An Egyptian photographer was recently arrested at a police checkpoint after authorities viewed images of a protest captured on his camera. Another local photographer voiced the difficulty of journalism in Egypt, “It is not only that the violence has made it almost impossible to take close-up pictures at protests, but it has become difficult to even carry a camera in the street.”
Al Jazeera continues to reject the charges against its staff and is calling for their immediate release ahead of their scheduled March 24 trial.
More than 100 journalists have been attacked or detained since the nationwide Euromaidan protests began in Ukraine in late November. The Institute of Mass Information, a Kiev based press freedom group reporting on the attacks, stated that in the majority of cases journalists blamed Ukrainian riot police unit, Berkut, as the source of the violence.
On December 24, prominent opposition journalist Tetyana Chornovol was driven off the road and brutally attacked hours after posting pictures of what she claimed was the expensive out-of-town residence of Interior Minister Zakharchenko.
Less than a month later, another Euromaidan activist and journalist, Igor Lutsenko, was abducted and tortured by an unidentified assailants.
On January 31, Russian journalists Nikita Perfilyev and Anton Zakharov were abducted in Kiev after returning from covering a local protest. The journalists explained that after they were severely beaten, they were ordered to stop covering the opposition protests and leave Ukraine immediately.
While the Ukrainian government denied association with these violent acts, opposition activists claimed they were part of a strategy to silence dissent. In all cases Human Rights Watch documented, journalists said they were wearing a brightly colored vest marked “Press,” or a helmet with the same marking, to clearly distinguish them from protesters.
In 2012, Myanmar abolished a restrictive law that previously forced reporters to submit their work to state censors before publication. Despite the abolition, government censorship continues to permeate Burmese journalism. On January 7, journalists demonstrated in support of their imprisoned colleague, holding banners that read, “We don’t want threats on press freedom”.
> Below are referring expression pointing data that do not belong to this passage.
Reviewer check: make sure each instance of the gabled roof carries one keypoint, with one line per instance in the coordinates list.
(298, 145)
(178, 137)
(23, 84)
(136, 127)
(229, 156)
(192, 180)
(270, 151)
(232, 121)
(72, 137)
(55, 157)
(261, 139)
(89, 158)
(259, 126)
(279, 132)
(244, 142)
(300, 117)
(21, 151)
On February 6, four reporters and the chief executive of a privately owned weekly newspaper, Unity Journal, were arrested for publishing a story on a chemical weapons factory in central Myanmar. According to state media, the journalists were accused of violating the 1923 State Secrets Act by “entering a prohibited area” and “disclosing state secrets.”
Although government officials have dismissed the claims of chemical weapon production at the noted facility, police have confiscated all of the circulated newspapers containing the article.
Thailand-based magazine, The Irrawaddy, published a report stating that Myanmar President Thein Sein recently directed his ministers to prepare for the possibility of mass protests and violence this year. According to the magazine, Mr. Thein Sein told his ministers to be “united and strong” in the event of anti-government demonstrations, pointing to “lawless demands, violence and coercion” that have occurred in neighboring Thailand and Bangladesh over elections.